Sunscreen is recommended for everyone, right? While children and adults should always protect themselves with sunscreen, it is not recommended for babies under 6 months old. Keeping your infant in the shade is the better choice and, particularly, between 10 a.m. and 2 p.m. when ultraviolet rays are the most intense.

Because infants have a higher surface-area to body-weight ratio than older children and because baby skin is less mature, their exposure to chemicals in sunscreens may be much greater. That can increase the risk of side effects from sunscreen.

Preventing sunburn

Plan ahead by covering up your infant. To prevent sunburn, dress your baby in lightweight long pants, long-sleeved shirts and hats. Choose clothes with tight weaves. If you hold the fabric against your hand, it shouldn’t be so sheer you can see through it. Use brimmed hats, which shade the neck, rather than cute baseball caps or headpieces that provide no cover for the neck and ears.

Of course, it isn’t always possible to keep your baby totally covered and in natural shade. Instead you can create your own shade by using an umbrella, canopy, blanket or even your body to protect your baby.

If you are in a situation where there is no possible shade, apply a small amount of sunscreen with a sun protection factor (SPF) of at least 15 to small areas that are likely to be exposed. Avoid combination sunscreens that contain insect repellents like DEET. Try testing your baby’s sensitivity to sunscreen by rubbing a small amount on the inner wrist first and waiting a few minutes.

Heat

Sun isn’t the only factor from which your baby needs protection. The hot, humid days of summer affect babies more intensely than adults.Infants don’t sweat like adults do. Sweat naturally cools down an adult, but babies haven’t developed that advantage yet. Babies are also at higher risk of dehydration. Bring a cooler to store liquids and make sure your baby gets regularly scheduled feedings of breast milk or formula. The water content will help your infant stay hydrated.

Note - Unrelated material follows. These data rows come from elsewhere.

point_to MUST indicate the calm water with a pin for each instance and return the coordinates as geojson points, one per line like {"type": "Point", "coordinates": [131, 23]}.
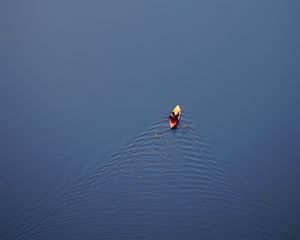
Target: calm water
{"type": "Point", "coordinates": [85, 91]}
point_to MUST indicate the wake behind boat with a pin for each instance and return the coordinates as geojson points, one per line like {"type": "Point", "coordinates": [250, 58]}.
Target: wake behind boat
{"type": "Point", "coordinates": [174, 117]}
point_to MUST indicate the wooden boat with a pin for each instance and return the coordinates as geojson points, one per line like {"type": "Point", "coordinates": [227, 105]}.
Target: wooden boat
{"type": "Point", "coordinates": [174, 117]}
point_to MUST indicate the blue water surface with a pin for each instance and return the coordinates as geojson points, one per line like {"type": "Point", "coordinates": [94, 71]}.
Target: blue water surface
{"type": "Point", "coordinates": [85, 91]}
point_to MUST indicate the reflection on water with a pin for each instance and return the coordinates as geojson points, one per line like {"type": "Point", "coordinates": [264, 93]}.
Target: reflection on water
{"type": "Point", "coordinates": [163, 184]}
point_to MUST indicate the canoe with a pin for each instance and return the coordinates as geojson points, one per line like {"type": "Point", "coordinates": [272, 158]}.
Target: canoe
{"type": "Point", "coordinates": [173, 121]}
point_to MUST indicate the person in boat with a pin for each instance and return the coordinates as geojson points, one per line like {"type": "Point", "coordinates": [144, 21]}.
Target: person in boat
{"type": "Point", "coordinates": [173, 117]}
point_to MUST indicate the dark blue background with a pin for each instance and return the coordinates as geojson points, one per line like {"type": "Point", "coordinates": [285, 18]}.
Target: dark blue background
{"type": "Point", "coordinates": [79, 78]}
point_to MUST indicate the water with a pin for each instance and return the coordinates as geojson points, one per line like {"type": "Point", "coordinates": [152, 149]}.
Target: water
{"type": "Point", "coordinates": [85, 90]}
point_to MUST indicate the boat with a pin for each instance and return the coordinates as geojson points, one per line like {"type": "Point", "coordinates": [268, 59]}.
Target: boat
{"type": "Point", "coordinates": [174, 117]}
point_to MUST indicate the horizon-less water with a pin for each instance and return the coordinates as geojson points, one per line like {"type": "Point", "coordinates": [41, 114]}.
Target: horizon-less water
{"type": "Point", "coordinates": [86, 152]}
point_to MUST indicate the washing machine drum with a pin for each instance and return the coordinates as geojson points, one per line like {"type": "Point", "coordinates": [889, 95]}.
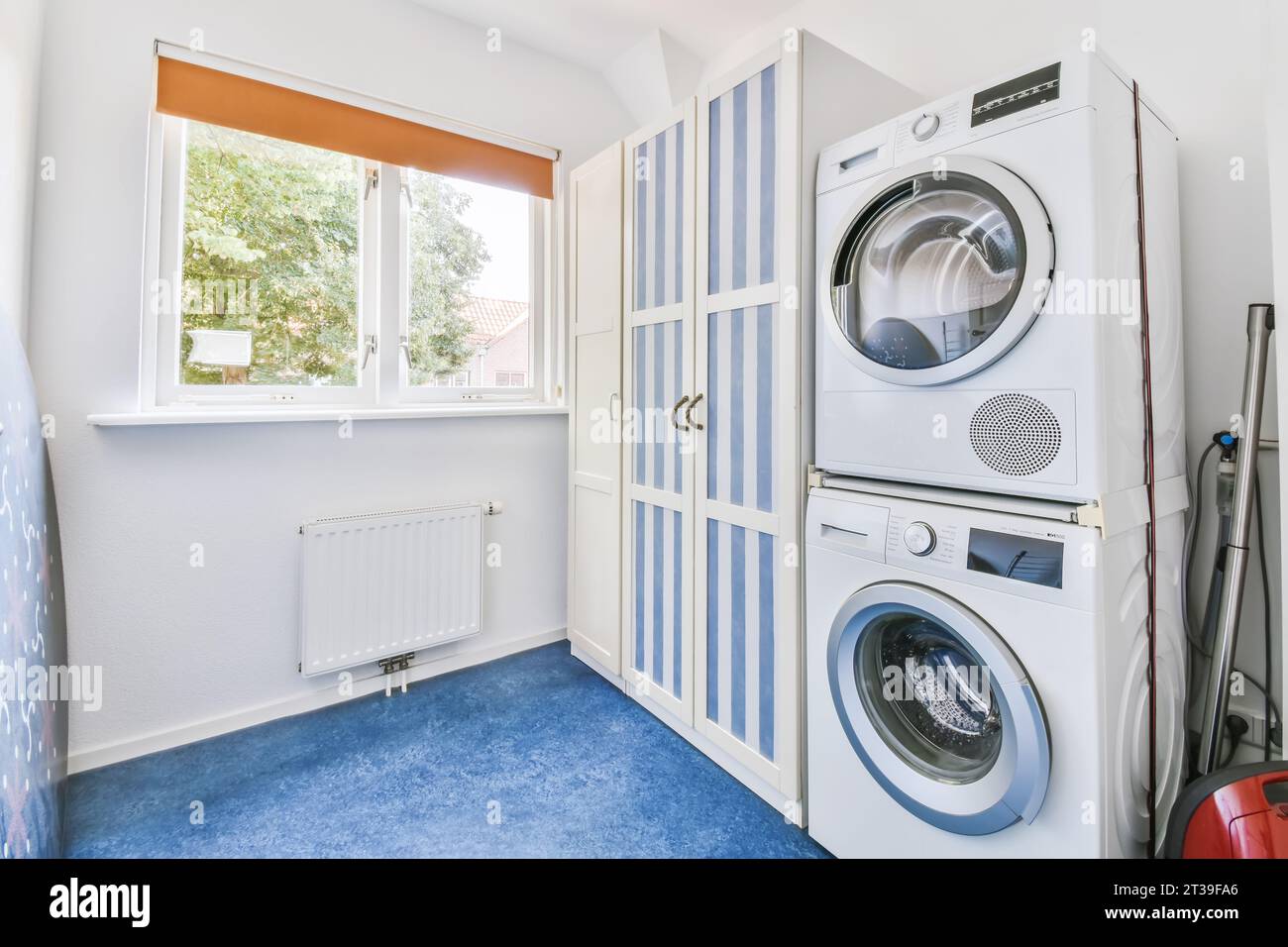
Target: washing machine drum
{"type": "Point", "coordinates": [940, 269]}
{"type": "Point", "coordinates": [938, 709]}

Pay attention to your baby’s signals. Fussiness, redness and excessive crying may indicate too much sun or heat. If your baby’s urination is less than usual, it can be a sign of dehydration. If your baby starts to become sunburned, get out of the sun immediately. Apply cold compresses to sunburned areas of the skin.

Remember that your baby is more susceptible to the dangers that can accompany summertime’s scorching sun and high temperatures. But there is also plenty of time for fun. With just a little planning and preparation, you can keep your baby safe, cool, hydrated and happy all summer long. If you have any concerns or questions, please talk to your child’s primary care provider.